Adam Scott says he will probably revert to his trusty broomstick putter in the opening round of the Australian Open but admits he hasn't ruled out using a short wand at some stage this week.
Scott, who revealed he is attempting to invent a new putting method, used an oversized short putter for the first nine holes of his pro-am round in blustery conditions at The Lakes in Sydney on Wednesday before reverting back to his trusty broomstick.
The world No.7 missed two putts of approximately one-and-a-half metres on his first two holes of the morning and made nothing more than a tap-in on the front nine.
Things didn't improve after the broomstick was delivered to the 10th green by swing coach Brad Malone, with the Queenslander failing to make a single long putt on the way home.
Scott's frustrations on the greens filtered into his long game on the par-5 11th when he sprayed his tee shot into the water and found the water twice more on the same hole.

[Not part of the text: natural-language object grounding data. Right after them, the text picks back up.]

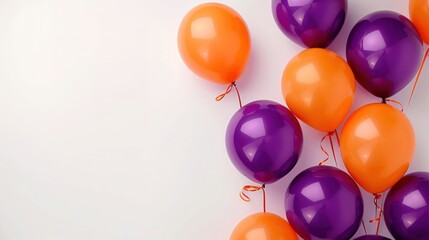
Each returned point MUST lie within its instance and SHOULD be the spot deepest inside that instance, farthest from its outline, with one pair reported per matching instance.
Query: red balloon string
(364, 228)
(250, 188)
(338, 138)
(228, 90)
(418, 76)
(329, 134)
(378, 208)
(396, 102)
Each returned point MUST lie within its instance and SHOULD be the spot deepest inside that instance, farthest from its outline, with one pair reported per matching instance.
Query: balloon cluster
(264, 139)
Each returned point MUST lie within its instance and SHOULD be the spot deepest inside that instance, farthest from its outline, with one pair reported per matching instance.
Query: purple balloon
(406, 210)
(372, 237)
(384, 51)
(310, 23)
(264, 141)
(324, 202)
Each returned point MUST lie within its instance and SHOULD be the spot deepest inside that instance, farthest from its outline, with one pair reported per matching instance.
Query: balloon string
(378, 208)
(364, 228)
(329, 134)
(418, 76)
(228, 90)
(394, 101)
(250, 188)
(338, 138)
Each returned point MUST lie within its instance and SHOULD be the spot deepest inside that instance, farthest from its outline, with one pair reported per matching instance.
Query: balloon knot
(228, 90)
(251, 188)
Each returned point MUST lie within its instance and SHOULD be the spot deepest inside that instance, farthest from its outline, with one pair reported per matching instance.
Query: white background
(106, 134)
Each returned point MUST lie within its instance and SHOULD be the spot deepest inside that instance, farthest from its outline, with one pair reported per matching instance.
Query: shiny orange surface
(419, 14)
(214, 42)
(377, 144)
(319, 87)
(263, 226)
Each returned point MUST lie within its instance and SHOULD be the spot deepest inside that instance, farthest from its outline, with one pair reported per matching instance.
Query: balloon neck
(251, 188)
(228, 90)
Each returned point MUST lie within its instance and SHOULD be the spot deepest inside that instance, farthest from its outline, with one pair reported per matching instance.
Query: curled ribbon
(418, 76)
(378, 208)
(329, 134)
(250, 188)
(228, 90)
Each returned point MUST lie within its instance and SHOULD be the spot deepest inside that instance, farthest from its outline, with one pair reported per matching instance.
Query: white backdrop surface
(105, 134)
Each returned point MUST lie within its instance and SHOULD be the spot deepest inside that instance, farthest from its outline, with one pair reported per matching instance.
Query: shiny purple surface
(384, 51)
(324, 202)
(310, 23)
(264, 141)
(372, 237)
(406, 209)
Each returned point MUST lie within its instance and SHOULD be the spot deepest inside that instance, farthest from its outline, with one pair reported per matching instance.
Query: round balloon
(406, 209)
(318, 87)
(214, 42)
(263, 226)
(264, 141)
(310, 23)
(324, 202)
(372, 237)
(419, 14)
(384, 50)
(377, 144)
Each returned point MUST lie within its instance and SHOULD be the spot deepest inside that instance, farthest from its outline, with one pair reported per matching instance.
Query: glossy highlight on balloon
(406, 209)
(419, 14)
(324, 202)
(264, 141)
(263, 226)
(310, 23)
(384, 50)
(319, 87)
(214, 42)
(377, 145)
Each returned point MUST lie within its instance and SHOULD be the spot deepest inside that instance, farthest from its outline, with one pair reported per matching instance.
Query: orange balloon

Asked which putter will get the nod in the first round, a coy Scott said: "I don't know, I'll see, I'll probably putt with the long putter.
"The other one I'm messing around with, it was my first go and it's just not quite what I wanted to do.
"It's not quite set up right for me so I might have another go at that another time if I feel the need to."
Scott's new toy is approximately one metre in length, similar to a belly putter, but crucially does not touch his body during the stroke.
The 32-year-old employed a similar technique with the shorter putter to the one he uses with his broomstick on Wednesday.
He insists the recent decision to consider banning anchored putters from 2016 did not influence his decision to experiment with a shorter putter, saying he will probably persist with the broomstick next season.
"Unless I invent a better way to putt for myself, then I'll stick with the broomstick," he said.
"I'm just playing around with a few different ideas but I certainly like a lot of the philosophies of putting with the broomstick."
Scott added that he could still conceivably use the same long putter he has now after 2016 by making a minor adjustment to his technique and called on the game's rule makers to be consistent.
"It's simple, I can just move it slightly off my chest and use the same putter, but I think there are better ways than that," he said.
"We're all searching for the best possible way and I think there's still better ways for me to go about it."
Meanwhile, Scott is hoping to recapture the form the saw him claim the Australian Masters crown last month.
"I've had a couple of fairly quiet weeks since the Masters and it's tough to say but hopefully I haven't lost too much of that form that I had down there because that was certainly enjoyable playing like that," he said.
"It's going to be a challenge this week, it looks like it's going to be good weather but windy, and that's what makes this course a challenge is the wind."